Article Content


Drawing a line

Can I look up my patient's public online presence, such as Facebook posts? I'm worried that he's still drinking excessively.-T.G., VT.

Figure. No caption a... - Click to enlarge in new windowFigure. No caption available.

In a word, no. Just as you set professional boundaries in the workplace, you need to maintain them when using electronic media, even if you're motivated by genuine concern for a patient or former patient. The same is true even if the patient initiates the contact, such as sending you a friend request through Facebook. You need to be careful not to blur the line between your professional and personal life. Besides undermining your relationship with the patient, you could also violate the patient's right to privacy and confidentiality if you share information you've gained this way.1


Becoming friends on social media may end up putting you in a very uncomfortable position if the patient or even other friends of the patient have complaints or issues with the hospital. If you make any comments or post any photos that could be construed as unprofessional, you could potentially face sanctions or consequences from your employer or the Board of Nursing.


The best practice is to carefully follow your facility's policies and procedures on using social media.



1. National Council of State Boards of Nursing. A nurse's guide to the use of social media. [Context Link]



Why isn't it more effective?

My patient asked why she should get an influenza vaccine each year when "they don't work anyway." Why are they less than 100% effective?-R.C., IOWA


The influenza vaccine is changed annually based on the strains of virus expected to be most prevalent in the upcoming flu season.1 In some years, the vaccine is a better match with the predominant viruses than others. Consequently, the vaccine's effectiveness varies from season to season. According to recent studies, receiving a vaccine that's well matched with circulating flu viruses can reduce the risk of illness by 50% to 60%.2 Even if illness occurs, it may be milder in those who've been vaccinated. Vaccination can also reduce the risk of hospitalizations and deaths. During the 2011-12 flu season, it was associated with a 77% reduced risk of hospitalization in those age 50 or older and 71% reduced risk in adults of all ages.2


Antigens contained on a virus are responsible for initiating an immune response, or antibody production, in the host infected with the influenza virus. These antigens help experts determine what the mix of each year's particular influenza vaccination should contain. However, antigens can shift or drift, changing the properties of the virus and leading to acute illness in a person who hasn't developed antibodies against that particular strain. Antigenic drift is the term for slowly evolving changes in the virus's antigens; an abrupt change resulting in a new hemagglutinin or neuraminidase protein is termed antigenic shift. Changes in these subtypes can lead to pandemics because no vaccine or individual immunity will exist.3


Due to antigenic drift, immunity acquired in a previous year by active disease or vaccination won't necessarily protect an individual in the next influenza season. Antigenic drift is one reason why vaccine components can change from year to year. During the 2014-15 season, the vaccine was only 19% effective due to antigenic drift.4


The CDC follows about 2,000 influenza viruses each year to determine not only what mix should go into each season's vaccination but also to determine the effectiveness of the vaccination. The CDC works closely with the WHO because influenza affects people worldwide. Tell patients that even though the vaccine isn't 100% effective, receiving it is still the best way to protect themselves against influenza and its complications.



1. CDC. Selecting viruses for the seasonal influenza vaccine. 2015. [Context Link]


2. CDC. Vaccine effectiveness-how well does the flu vaccine work? 2015. [Context Link]


3. CDC. How the flu virus can change: "drift" and "shift." 2014. [Context Link]


4. Appiah GD, Blanton L, D'Mello T, et al. Influenza activity-United States, 2014-15 season and composition of the 2015-16 influenza vaccine. MMWR Morb Mortal Wkly Rep. 2015;64(21):583-590. [Context Link]



Publishing a letter

Do you have any tips for getting a letter published in a professional nursing journal?-D.W., GA.


Nursing journal editors are always happy to receive a well-written letter that opens a discourse or increases nursing knowledge.
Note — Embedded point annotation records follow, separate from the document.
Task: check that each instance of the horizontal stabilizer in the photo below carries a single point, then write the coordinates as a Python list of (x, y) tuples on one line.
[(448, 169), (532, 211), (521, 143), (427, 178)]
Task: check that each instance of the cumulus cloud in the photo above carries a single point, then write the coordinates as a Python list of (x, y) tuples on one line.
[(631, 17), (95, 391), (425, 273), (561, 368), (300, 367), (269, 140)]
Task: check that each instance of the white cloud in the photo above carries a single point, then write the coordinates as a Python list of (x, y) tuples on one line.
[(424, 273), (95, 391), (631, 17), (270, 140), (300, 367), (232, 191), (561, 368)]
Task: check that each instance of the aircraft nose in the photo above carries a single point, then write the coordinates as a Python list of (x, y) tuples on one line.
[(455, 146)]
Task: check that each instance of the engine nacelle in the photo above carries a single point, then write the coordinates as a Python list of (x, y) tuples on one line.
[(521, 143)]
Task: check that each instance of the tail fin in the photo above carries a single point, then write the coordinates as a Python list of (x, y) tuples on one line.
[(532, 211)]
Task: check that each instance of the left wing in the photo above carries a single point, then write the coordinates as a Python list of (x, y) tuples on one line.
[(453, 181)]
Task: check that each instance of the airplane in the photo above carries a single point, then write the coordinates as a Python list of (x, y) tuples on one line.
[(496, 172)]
If you think nurses would benefit from some insight you've gained from your experience that wasn't included in an article, you could add to the body of knowledge by writing a letter focused on that aspect. Or you may have read something from a reputable source that wasn't included and you want to pass it on. Any facts or statistics that aren't general nursing knowledge should be supported by a current reference.


As a rule, you should write about an article that was published very recently because readers will still be familiar with it. Consider commenting on an article that discussed a controversial issue, such as assisted suicide, because editors try to publish many viewpoints on such issues.
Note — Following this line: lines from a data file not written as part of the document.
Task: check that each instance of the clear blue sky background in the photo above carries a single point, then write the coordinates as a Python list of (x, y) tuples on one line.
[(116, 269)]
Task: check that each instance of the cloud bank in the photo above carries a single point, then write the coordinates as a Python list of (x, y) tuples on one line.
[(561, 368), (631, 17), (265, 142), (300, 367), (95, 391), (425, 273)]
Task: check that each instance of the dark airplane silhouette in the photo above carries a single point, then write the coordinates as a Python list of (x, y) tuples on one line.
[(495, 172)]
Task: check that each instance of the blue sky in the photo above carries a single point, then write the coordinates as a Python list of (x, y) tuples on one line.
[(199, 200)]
What should you avoid? Overly long personal stories aren't appropriate for a letter and are best published elsewhere. Complaints about an employer or colleague aren't likely to be published.


Finally, make sure to follow journal guidelines for letters, which usually appear on the opening page of the letters section. Editors prefer e-mail over snail mail for convenience. Make sure to include your full name and credentials, home city and state, and daytime phone number.


Even if your letter isn't selected for publication, it may influence the journal's policies, subjects, or style for years to come. Good luck and happy writing!